Representation of Landlords and Condominium Associations in Eviction Cases

Minchella & Associates is a real estate law firm that represents landlords and condominium associations in eviction proceedings. Managing partner Erica Crohn Minchella is experienced in advising landlords and Condominium Associations on best practices to protect against Unit owners who are delinquent on assessments and on best practices to protect against tenant claims.

The Eviction Process in Illinois

The most often question we receive is what is the eviction process in Illinois for landlords? Before getting there, be advised, do not file an eviction lawsuit unless you have been compliant with the Chicago Residential Landlord Tenant Ordinance. Otherwise, you may be hit with penalties and attorney’s fees. The most common being not paying interest on or segregating security deposits.

 

In the eviction process the attorney will assure, among other things, that the lease is terminated with the correct notice of termination - 5 days, 10 days or 30 days. This is set forth by Illinois statute not in the lease agreement. Consult with Minchella & Associates before you decide upon:

  • 5 day notice: A five day notice to pay rent or quit is what a landlord should do when rent is late. Serve the notice and if rent is not paid by end of 5 days, the lease is terminated. A critical piece of information is that most Cook County judges will not allow the termination if the landlord accepts a rent payment even after the 5 day notice terminates the lease.

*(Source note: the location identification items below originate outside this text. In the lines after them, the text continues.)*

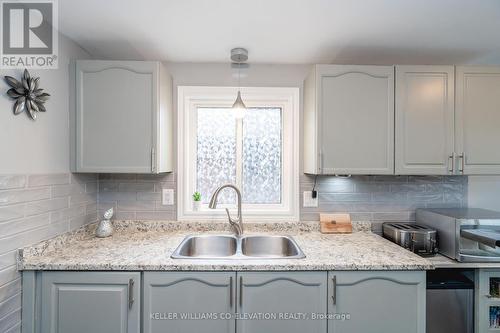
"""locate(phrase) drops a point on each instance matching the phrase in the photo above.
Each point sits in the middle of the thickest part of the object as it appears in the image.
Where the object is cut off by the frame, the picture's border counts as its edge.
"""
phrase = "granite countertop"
(137, 246)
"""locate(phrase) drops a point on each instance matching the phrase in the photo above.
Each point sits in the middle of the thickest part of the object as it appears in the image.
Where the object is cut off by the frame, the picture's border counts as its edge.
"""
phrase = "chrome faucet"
(237, 223)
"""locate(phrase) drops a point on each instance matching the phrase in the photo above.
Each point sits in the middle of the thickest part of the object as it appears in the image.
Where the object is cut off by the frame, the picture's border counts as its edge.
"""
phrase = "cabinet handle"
(241, 291)
(462, 162)
(334, 289)
(131, 293)
(452, 158)
(230, 292)
(153, 159)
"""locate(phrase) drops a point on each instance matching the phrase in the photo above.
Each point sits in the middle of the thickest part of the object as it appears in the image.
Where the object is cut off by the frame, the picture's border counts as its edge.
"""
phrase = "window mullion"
(239, 153)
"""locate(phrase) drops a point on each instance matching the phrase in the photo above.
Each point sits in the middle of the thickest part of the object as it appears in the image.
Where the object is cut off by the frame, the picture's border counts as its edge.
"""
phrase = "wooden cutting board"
(335, 223)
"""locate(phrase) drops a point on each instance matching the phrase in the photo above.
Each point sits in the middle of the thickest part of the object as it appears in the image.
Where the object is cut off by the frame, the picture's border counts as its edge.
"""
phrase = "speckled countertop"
(138, 246)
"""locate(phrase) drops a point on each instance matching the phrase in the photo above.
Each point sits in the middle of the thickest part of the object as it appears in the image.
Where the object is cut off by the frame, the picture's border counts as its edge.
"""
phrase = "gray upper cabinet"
(83, 302)
(281, 293)
(424, 142)
(349, 120)
(385, 301)
(189, 294)
(478, 119)
(123, 121)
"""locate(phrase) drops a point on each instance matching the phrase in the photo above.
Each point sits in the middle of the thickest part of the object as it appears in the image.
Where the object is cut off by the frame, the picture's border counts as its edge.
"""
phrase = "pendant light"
(239, 56)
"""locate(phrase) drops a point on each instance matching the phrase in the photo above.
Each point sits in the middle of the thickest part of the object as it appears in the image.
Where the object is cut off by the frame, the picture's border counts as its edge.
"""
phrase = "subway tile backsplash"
(34, 208)
(383, 198)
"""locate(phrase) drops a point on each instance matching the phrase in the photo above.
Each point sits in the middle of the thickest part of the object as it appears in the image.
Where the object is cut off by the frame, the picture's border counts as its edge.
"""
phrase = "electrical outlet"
(167, 197)
(309, 201)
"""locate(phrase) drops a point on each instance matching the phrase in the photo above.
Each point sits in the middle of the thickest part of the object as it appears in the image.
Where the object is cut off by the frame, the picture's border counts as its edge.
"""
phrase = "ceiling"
(287, 31)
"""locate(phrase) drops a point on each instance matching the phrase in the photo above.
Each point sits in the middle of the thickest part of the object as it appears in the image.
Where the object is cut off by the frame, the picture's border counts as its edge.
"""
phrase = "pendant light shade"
(239, 56)
(239, 108)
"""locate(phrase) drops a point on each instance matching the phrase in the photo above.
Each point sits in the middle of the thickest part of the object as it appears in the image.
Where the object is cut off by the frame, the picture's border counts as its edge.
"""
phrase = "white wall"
(40, 146)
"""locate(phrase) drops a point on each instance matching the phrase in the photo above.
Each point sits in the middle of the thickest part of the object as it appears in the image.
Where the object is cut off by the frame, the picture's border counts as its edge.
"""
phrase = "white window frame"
(190, 98)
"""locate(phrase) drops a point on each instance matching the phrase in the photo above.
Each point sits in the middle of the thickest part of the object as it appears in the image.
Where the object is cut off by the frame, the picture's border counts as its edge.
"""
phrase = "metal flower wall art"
(28, 95)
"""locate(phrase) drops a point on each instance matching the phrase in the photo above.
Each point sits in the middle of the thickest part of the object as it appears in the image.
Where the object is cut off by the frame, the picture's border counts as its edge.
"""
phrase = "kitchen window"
(258, 153)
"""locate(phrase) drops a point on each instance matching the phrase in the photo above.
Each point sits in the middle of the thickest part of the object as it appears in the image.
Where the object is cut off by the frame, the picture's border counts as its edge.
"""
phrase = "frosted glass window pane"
(262, 144)
(216, 152)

  • 10 day notice: A ten day notice is required where there is a non-monetary default in the lease. For instance, if a tenant was supposed to have insurance but did not obtain it. If the tenant does not obtain insurance by the end of 10 days, the lease is terminated and cannot be resurrected.

  • 30 day notice: A thirty day notice occurs when a landlord has a tenant paying on a month-to-month basis or an Association has a non-paying unit owner. The term of the lease is 30 days. If the tenant breaches the lease, the landlord will have to serve notice at beginning of the next 30 day period. The tenant then remains in the property for 30 days even though they may not be paying rent. At the end of 30 days, the landlord or the Association has the right to file an eviction action.

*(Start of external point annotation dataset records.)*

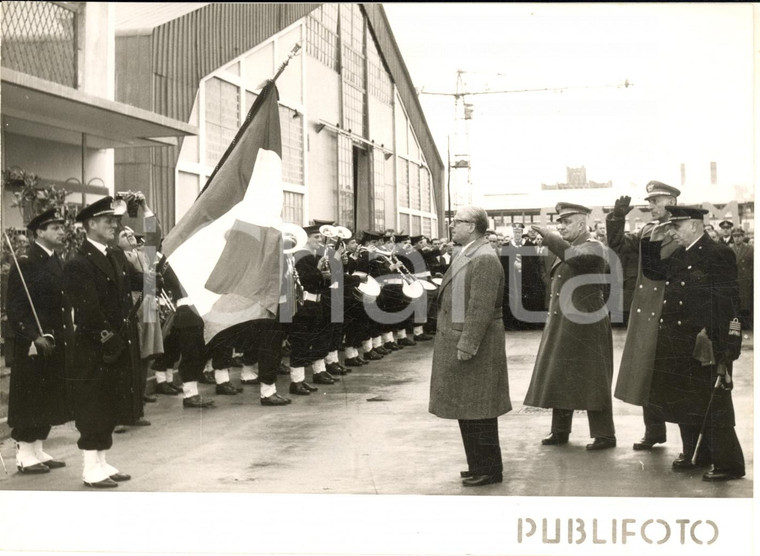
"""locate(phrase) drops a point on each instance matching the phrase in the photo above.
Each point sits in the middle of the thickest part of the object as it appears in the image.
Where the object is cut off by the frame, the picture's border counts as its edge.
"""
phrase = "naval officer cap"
(658, 189)
(101, 207)
(48, 217)
(568, 209)
(686, 213)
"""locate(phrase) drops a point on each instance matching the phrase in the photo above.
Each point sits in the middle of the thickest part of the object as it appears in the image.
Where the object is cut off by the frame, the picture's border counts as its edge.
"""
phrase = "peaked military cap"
(371, 235)
(657, 189)
(101, 207)
(568, 209)
(686, 213)
(47, 217)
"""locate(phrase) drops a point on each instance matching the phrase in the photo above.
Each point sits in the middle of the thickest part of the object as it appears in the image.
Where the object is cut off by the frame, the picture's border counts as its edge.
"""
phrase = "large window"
(222, 117)
(322, 35)
(291, 129)
(292, 207)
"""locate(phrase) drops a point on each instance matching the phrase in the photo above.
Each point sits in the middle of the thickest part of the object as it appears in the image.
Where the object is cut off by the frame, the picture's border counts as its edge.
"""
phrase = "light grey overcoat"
(469, 319)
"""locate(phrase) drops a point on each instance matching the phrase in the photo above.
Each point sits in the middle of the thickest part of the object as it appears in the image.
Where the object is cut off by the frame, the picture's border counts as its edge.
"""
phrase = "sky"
(691, 98)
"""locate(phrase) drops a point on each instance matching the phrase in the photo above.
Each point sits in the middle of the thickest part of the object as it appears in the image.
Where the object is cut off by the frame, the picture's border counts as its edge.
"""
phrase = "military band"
(349, 299)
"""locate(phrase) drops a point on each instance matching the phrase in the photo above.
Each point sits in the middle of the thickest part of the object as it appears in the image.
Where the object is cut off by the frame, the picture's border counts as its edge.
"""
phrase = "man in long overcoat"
(699, 338)
(469, 379)
(635, 374)
(37, 397)
(573, 368)
(98, 282)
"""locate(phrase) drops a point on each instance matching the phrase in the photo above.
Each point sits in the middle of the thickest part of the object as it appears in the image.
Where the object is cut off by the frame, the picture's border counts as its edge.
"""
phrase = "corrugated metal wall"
(188, 48)
(181, 53)
(400, 74)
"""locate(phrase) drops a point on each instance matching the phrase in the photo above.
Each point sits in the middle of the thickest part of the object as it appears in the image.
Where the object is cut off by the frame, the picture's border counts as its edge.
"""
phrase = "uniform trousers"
(481, 445)
(30, 434)
(187, 345)
(262, 344)
(599, 422)
(309, 335)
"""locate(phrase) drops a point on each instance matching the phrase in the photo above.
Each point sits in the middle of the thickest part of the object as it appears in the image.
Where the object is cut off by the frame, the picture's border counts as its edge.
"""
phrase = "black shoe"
(35, 469)
(556, 439)
(197, 402)
(335, 369)
(298, 389)
(722, 475)
(683, 463)
(648, 443)
(166, 389)
(482, 480)
(322, 378)
(353, 362)
(601, 443)
(208, 378)
(309, 387)
(54, 464)
(226, 389)
(105, 483)
(275, 399)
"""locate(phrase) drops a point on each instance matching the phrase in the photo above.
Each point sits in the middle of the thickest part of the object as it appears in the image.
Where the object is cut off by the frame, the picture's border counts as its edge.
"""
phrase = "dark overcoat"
(469, 319)
(38, 395)
(99, 290)
(573, 368)
(637, 363)
(701, 293)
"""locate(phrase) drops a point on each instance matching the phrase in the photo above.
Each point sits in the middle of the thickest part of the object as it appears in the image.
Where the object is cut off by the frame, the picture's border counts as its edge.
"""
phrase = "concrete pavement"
(371, 434)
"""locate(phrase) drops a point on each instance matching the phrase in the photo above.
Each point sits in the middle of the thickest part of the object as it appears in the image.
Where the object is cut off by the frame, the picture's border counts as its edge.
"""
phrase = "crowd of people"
(89, 330)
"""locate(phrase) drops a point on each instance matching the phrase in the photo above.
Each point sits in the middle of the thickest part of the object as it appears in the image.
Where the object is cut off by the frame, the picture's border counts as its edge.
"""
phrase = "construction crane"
(461, 164)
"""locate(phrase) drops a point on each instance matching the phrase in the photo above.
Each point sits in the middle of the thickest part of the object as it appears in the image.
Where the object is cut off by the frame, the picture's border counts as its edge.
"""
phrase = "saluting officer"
(635, 374)
(107, 390)
(698, 340)
(37, 398)
(573, 368)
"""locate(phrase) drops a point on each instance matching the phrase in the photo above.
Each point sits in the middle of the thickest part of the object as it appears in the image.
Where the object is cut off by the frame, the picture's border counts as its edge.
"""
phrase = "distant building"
(576, 179)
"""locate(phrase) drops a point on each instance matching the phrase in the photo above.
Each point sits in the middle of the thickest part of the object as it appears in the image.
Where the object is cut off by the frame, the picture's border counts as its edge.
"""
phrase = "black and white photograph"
(386, 278)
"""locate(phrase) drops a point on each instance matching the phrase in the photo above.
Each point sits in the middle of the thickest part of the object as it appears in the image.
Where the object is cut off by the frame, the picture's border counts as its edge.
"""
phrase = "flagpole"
(293, 53)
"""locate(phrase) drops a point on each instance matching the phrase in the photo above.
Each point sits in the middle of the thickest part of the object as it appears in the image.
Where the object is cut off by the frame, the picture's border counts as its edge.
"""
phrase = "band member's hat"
(47, 217)
(686, 213)
(101, 207)
(371, 235)
(657, 189)
(568, 209)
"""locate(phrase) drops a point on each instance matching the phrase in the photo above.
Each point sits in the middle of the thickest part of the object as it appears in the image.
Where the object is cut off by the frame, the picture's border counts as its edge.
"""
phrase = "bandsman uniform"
(637, 363)
(38, 392)
(108, 384)
(699, 338)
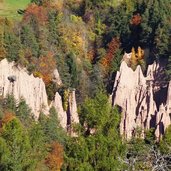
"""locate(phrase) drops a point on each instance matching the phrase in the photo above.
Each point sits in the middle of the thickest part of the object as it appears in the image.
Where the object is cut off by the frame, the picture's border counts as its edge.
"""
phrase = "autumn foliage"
(55, 158)
(136, 19)
(8, 116)
(112, 48)
(39, 13)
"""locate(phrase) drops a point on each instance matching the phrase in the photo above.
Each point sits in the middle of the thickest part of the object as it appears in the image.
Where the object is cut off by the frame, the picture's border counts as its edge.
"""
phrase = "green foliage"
(15, 150)
(99, 145)
(29, 41)
(165, 144)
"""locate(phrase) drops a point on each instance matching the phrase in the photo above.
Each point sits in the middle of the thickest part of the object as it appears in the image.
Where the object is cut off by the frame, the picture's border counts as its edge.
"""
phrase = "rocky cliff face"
(16, 81)
(144, 101)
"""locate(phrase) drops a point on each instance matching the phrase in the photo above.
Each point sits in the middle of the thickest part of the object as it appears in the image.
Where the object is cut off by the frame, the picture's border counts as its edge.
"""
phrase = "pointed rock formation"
(70, 116)
(135, 94)
(16, 81)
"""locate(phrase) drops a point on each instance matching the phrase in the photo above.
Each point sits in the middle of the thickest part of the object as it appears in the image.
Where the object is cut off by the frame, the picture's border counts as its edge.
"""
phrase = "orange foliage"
(113, 46)
(7, 118)
(45, 67)
(37, 12)
(91, 55)
(55, 158)
(136, 19)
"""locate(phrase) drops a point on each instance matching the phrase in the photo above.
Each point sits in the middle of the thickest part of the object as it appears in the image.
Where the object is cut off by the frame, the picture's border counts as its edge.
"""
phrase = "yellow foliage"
(137, 58)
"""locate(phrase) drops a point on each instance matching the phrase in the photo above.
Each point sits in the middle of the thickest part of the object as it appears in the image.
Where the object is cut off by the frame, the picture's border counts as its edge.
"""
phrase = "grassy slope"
(8, 8)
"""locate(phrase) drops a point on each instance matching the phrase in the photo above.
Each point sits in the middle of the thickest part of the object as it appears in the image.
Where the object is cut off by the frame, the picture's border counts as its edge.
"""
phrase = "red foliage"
(39, 13)
(55, 158)
(136, 19)
(8, 116)
(113, 46)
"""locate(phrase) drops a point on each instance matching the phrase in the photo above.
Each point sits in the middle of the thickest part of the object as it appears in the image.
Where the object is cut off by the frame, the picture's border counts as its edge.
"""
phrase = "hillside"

It is important to note ‘how’ you serve notice. Notice must be served by putting notice in the hands of your tenant or an occupant that is over 13 years old. Only if you cannot find the tenant can you serve by posting on their door. In the event you are required to post this way, take photos of the notice for evidentiary purposes.

SUCCESSFUL OUTCOME

                                    “Tenant Rehabilitation”

 

Minchella & Associates represented a Chicago landlord whose tenant was consistently late on paying his rent. As such, we filed an eviction lawsuit against the tenant. The tenant did not want an eviction on his record. As such, he paid all outstanding rent that was owed and has been current on his rent every month since. In this matter, filing suit to let the tenant know the landlord was serious made the difference. The cost to our client was very modest. And in exchange, our client had a rehabilitated tenant.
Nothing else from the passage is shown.